(Bab 6) Bahagia Itu Sederhana

1.3K 53 9
                                    



Akhirnya selesai juga pekerjaan Jihan mereservasi tiket dan makan siang untuk bulan depan. Dia berjalan keluar kantor pengelola Kebun Raya Bogor. Adam dan Bi Imah menunggu di halaman kantor.

"Udah?" Tanya Adam ketika melihat Jihan berjalan ke arahnya.

Jihan mengangguk sambil tersenyum. "Tapi, kita lihat lokasi untuk games nanti, yuk Buya," ajak Jihan.

Adam mengangguk. Dia dan Bi Imah mengikuti langkah Jihan.

Di depan Jihan, salah satu petugas kebun raya bogor sedang berjalan menuju mobil dinas yang akan mengantar mereka untuk melihat lokasi Family Day nanti. Jihan, Bi Imah dan Adam mengikuti petugas itu.

Beberapa menit kemudian, mereka sudah sampai di jalan yang ditumbuhi pepohonan rindang di kiri dan kanannya. Sepanjang jalan itu ada petunjuk ke arah lokasi pohon yang akan dijumpai pengunjung. Mereka juga melewati sebuah danau yang cukup besar. Di seberang danau itu terdapat Istana Bogor yang cukup terkenal. Istana itu adalah salah satu kediaman presiden RI.

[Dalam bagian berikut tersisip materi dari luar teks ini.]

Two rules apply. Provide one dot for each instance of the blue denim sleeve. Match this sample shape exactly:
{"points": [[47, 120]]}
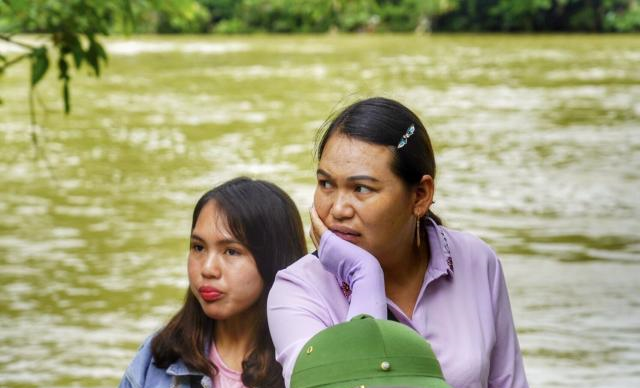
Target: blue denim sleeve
{"points": [[136, 373]]}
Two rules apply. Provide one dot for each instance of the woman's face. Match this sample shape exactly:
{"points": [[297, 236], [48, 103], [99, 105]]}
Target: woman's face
{"points": [[223, 274], [361, 200]]}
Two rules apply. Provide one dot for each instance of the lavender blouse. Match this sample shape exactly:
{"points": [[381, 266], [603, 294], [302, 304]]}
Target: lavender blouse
{"points": [[463, 309]]}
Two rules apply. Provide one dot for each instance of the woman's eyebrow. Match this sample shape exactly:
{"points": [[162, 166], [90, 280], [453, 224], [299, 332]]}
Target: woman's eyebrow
{"points": [[363, 178], [322, 172], [196, 237], [351, 178]]}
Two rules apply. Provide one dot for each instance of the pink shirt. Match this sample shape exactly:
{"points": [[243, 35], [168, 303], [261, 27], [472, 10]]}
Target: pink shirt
{"points": [[463, 310], [226, 377]]}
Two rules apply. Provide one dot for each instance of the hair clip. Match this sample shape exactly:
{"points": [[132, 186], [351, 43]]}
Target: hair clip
{"points": [[405, 137]]}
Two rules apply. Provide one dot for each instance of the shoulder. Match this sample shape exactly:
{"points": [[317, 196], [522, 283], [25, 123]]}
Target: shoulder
{"points": [[468, 250], [305, 282], [307, 269], [142, 372]]}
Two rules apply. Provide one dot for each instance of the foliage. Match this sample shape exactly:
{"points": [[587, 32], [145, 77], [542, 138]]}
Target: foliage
{"points": [[74, 29]]}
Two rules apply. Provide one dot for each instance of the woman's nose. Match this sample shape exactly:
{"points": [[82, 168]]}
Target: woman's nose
{"points": [[342, 207], [211, 266]]}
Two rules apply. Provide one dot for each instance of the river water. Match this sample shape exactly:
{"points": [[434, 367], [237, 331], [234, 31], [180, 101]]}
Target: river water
{"points": [[537, 140]]}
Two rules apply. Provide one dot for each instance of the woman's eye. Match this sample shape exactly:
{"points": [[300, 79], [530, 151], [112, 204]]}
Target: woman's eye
{"points": [[325, 184], [363, 189], [231, 252]]}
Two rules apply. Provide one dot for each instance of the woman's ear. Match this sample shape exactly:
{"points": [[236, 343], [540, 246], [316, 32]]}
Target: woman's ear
{"points": [[423, 195]]}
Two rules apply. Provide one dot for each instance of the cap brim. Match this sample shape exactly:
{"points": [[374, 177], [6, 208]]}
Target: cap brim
{"points": [[390, 382]]}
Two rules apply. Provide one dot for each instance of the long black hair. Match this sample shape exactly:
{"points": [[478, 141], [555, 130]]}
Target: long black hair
{"points": [[383, 121], [266, 221]]}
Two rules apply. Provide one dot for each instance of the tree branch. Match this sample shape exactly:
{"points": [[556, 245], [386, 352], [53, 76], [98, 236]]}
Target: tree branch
{"points": [[7, 38]]}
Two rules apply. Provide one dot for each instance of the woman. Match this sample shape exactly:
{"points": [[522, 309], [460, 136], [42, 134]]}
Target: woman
{"points": [[383, 252], [242, 233]]}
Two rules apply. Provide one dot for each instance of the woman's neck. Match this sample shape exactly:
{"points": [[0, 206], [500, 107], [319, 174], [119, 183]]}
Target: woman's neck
{"points": [[235, 338]]}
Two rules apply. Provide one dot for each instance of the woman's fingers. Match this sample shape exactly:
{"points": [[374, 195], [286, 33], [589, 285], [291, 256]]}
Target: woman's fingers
{"points": [[313, 237]]}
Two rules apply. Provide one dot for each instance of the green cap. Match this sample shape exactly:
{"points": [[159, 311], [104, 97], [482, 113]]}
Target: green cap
{"points": [[367, 352]]}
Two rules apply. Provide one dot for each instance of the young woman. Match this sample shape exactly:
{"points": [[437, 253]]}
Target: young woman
{"points": [[242, 233], [383, 252]]}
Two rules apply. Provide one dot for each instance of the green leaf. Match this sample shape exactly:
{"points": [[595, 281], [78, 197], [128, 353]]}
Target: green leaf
{"points": [[63, 67], [39, 64], [101, 52], [93, 56], [65, 95]]}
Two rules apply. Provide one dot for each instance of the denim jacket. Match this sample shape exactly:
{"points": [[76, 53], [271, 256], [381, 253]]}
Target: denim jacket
{"points": [[142, 373]]}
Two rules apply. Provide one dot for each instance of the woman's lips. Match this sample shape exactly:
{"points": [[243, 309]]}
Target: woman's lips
{"points": [[209, 294], [346, 233]]}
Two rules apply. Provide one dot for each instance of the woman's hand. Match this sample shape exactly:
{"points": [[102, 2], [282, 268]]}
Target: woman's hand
{"points": [[317, 226]]}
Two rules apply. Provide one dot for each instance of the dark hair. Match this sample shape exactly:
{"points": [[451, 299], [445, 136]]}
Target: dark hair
{"points": [[265, 220], [383, 121]]}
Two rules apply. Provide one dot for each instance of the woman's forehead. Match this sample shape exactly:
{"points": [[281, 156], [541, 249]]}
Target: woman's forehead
{"points": [[344, 155]]}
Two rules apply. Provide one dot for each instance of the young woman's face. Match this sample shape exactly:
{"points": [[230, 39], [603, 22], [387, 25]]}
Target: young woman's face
{"points": [[361, 200], [223, 274]]}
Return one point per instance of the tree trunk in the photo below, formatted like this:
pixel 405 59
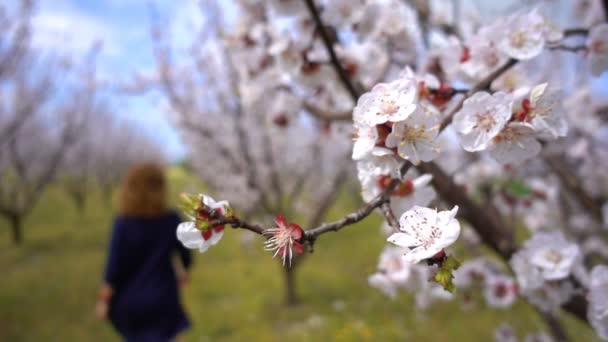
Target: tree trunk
pixel 291 296
pixel 16 228
pixel 79 198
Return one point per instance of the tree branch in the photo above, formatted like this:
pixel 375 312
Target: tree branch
pixel 346 81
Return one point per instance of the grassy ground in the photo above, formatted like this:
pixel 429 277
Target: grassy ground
pixel 48 287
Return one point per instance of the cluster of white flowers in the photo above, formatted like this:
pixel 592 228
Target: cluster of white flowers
pixel 543 267
pixel 499 289
pixel 196 233
pixel 509 126
pixel 426 231
pixel 394 274
pixel 521 36
pixel 598 300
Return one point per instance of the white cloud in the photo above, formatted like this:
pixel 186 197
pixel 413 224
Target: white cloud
pixel 73 32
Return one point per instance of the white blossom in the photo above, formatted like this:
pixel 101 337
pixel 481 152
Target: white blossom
pixel 515 143
pixel 598 49
pixel 523 36
pixel 481 118
pixel 546 112
pixel 500 291
pixel 598 300
pixel 426 231
pixel 194 238
pixel 365 140
pixel 386 102
pixel 553 255
pixel 415 137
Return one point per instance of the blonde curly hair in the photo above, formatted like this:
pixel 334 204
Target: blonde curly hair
pixel 144 191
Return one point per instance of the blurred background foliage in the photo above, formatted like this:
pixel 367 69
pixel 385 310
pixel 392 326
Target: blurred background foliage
pixel 48 287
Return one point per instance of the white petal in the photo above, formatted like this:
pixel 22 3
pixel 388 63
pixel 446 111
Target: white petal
pixel 403 240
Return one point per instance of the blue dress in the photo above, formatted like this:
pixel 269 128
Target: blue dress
pixel 145 305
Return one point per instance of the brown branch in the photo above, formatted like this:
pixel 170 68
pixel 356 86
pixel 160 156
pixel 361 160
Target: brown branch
pixel 389 215
pixel 324 114
pixel 577 31
pixel 483 84
pixel 490 227
pixel 346 81
pixel 575 49
pixel 556 329
pixel 573 184
pixel 364 211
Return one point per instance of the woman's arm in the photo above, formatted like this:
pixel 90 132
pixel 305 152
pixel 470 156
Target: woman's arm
pixel 111 274
pixel 103 301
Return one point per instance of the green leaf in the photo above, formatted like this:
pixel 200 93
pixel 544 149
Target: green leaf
pixel 444 278
pixel 450 264
pixel 518 188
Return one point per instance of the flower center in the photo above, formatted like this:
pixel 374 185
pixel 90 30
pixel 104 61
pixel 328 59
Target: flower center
pixel 553 256
pixel 518 39
pixel 485 121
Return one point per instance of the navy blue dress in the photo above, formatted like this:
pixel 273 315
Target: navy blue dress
pixel 146 304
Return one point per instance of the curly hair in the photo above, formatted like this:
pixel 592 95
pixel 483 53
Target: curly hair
pixel 143 192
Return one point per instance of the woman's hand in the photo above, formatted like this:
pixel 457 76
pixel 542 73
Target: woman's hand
pixel 102 309
pixel 183 278
pixel 103 299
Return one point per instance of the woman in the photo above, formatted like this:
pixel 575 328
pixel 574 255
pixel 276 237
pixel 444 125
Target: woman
pixel 140 294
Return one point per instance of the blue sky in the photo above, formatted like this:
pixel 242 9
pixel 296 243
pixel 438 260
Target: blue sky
pixel 71 26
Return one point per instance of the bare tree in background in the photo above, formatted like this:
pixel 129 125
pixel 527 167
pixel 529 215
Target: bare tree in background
pixel 241 137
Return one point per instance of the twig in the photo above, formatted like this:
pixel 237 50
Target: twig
pixel 577 31
pixel 348 84
pixel 573 184
pixel 361 213
pixel 575 49
pixel 483 84
pixel 326 114
pixel 388 213
pixel 235 222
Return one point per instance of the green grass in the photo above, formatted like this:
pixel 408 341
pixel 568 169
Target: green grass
pixel 48 287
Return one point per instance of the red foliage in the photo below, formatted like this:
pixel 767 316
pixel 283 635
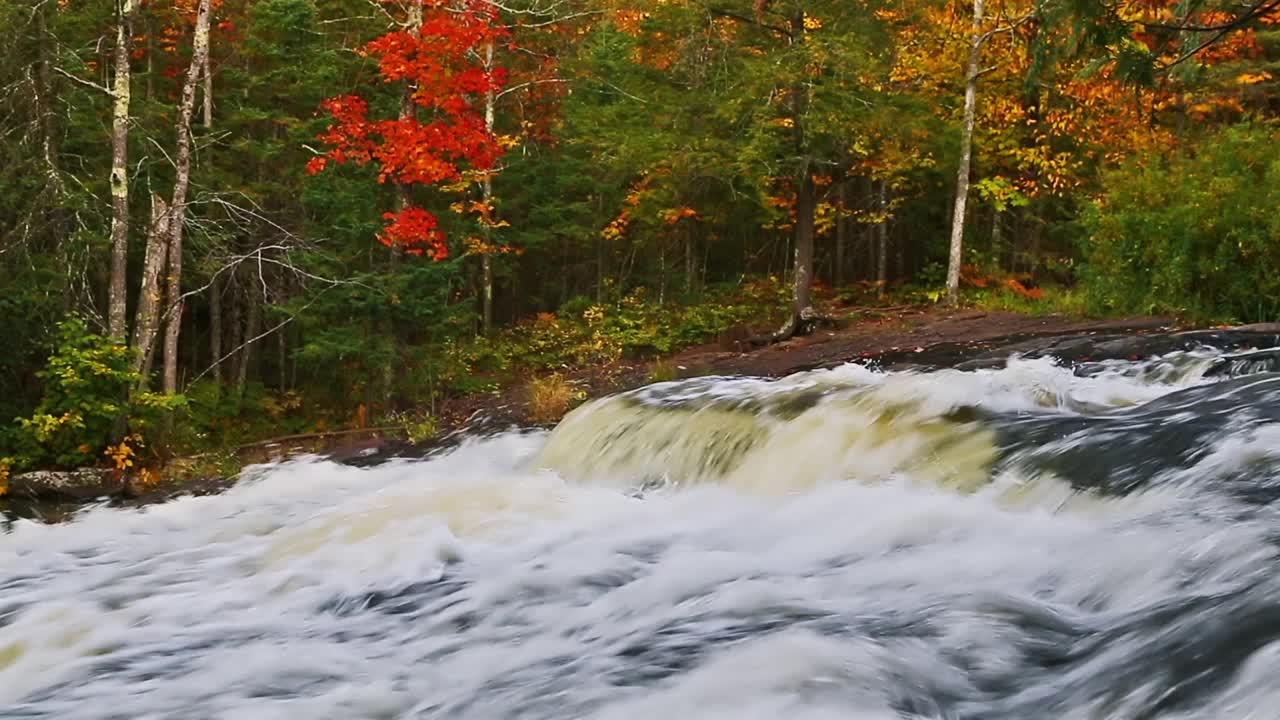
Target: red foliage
pixel 444 136
pixel 414 229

"Wah... ternyata masih ada hutan di kota besar ini, ya?" gumam Bi Imah takjub
"Ini baru jalan utamanya Bi Imah. Ada banyak tanaman dan berbagai pohon di dalamnya," jelas Jihan bersemangat. Dia mengeluarkan kamera saku dari dalam tasnya. Jihan mengambil beberapa gambar pepohonan itu. Sesekali dia juga memotret Bi Imah dengan wajah takjubnya yang membuat Jihan ingin tertawa. Karena Bi Imah selalu terlihat seperti orang yang melongo. Sehingga wajahnya terlihat lucu.

Sepuluh menit kemudian, mobil yang mereka tumpangi berhenti di depan sebuah dataran berumput yang sangat luas. Jihan, Adam dan Bi Imah turun dari mobil. Jihan memandang ke sekelilingnya.

Di sana banyak pengunjung yang sedang menggelar tikar piknik mereka. Ada keluarga kecil, ada juga keluarga besar. Ada anak-anak yang bermain bola bersama orangtua dan saudara mereka.

Di bagian lain, ada sekelompok orang yang sepertinya juga sedang melakukan family day pada hari itu. Mereka terlihat sedang memainkan sebuah game. Di ujung yang lain, Jihan melihat sebuah pemandangan yang cukup menarik. Sepasang calon pengantin terlihat sedang mengambil foto pre wedding mereka.

Fotografernya bersemangat memberikan arahan kepada pasangan calon mempelai. Sepertinya tema yang mereka usung adalah tema vintage. Mereka bersepeda dengan pakaian ala noni Belanda. Kedua calon mempelai itu memang terlihat sangat serasi.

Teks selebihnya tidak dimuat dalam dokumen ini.